C’est ainsi que tous les regards se porteront sur l’évolution du spread souverain des OAT françaises et sur la qualité des réformes engagées pour atténuer le différentiel de croissance avec l’Allemagne.
Comment peut-on retrouver le chemin d’une croissance solide et inclusive si la machine de la réforme demeure grippée par des considérations politiques et sociales ?
Aussi bien pour les pays développés que pour le monde émergent, les réformes structurelles s’avèrent aujourd’hui incontournables pour renforcer le potentiel de croissance. Du côté des pays avancés, les autorités doivent perfectionner les outils macro-prudentiels afin de limiter les risques liés à la montée de l’instabilité financière. De celui du monde émergent, un effort s’impose pour ancrer la culture de la bonne gouvernance dans ces économies.

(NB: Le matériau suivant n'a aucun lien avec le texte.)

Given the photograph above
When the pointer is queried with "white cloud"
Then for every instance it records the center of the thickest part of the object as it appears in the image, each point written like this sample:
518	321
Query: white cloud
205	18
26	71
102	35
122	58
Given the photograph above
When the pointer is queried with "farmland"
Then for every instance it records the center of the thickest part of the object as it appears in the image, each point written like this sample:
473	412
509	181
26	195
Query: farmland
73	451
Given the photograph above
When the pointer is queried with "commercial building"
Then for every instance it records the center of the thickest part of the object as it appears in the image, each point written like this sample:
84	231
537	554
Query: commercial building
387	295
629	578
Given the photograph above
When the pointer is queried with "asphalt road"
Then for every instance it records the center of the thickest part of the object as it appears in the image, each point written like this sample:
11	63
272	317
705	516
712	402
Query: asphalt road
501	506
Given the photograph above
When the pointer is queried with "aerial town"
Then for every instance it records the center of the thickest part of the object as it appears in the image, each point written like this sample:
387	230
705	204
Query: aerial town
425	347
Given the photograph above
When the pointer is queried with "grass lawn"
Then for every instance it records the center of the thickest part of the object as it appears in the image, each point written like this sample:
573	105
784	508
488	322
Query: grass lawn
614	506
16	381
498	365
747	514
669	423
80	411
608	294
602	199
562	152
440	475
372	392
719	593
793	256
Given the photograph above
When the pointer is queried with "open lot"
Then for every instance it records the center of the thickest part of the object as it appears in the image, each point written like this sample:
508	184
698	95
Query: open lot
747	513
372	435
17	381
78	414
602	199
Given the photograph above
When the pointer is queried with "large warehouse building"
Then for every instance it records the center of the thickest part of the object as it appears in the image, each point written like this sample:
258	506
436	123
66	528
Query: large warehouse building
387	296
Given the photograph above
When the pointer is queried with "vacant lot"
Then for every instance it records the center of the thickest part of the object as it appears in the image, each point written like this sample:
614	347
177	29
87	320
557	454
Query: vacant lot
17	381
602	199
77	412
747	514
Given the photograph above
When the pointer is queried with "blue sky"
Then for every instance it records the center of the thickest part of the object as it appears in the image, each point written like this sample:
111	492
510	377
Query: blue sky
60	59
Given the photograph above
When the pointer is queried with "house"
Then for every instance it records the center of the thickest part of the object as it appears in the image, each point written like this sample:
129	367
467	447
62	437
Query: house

De même, la qualité et l’efficacité des réformes structurelles restent tributaires du renforcement de la crédibilité des politiques économiques (monétaire, budgétaire et de change).
En somme, la fièvre revendicative doit céder la place à la culture de la responsabilité et de la réforme. Dans tout processus de réforme, il faut éviter de sombrer dans le bricolage et le populisme. Des mesures cosmétiques ne mèneront à rien. Dans un monde globalisé, l’enjeu est de taille. Il ne suffit pas de réformer pour faire mieux qu’avant, mais surtout de réformer pour faire mieux qu’ailleurs.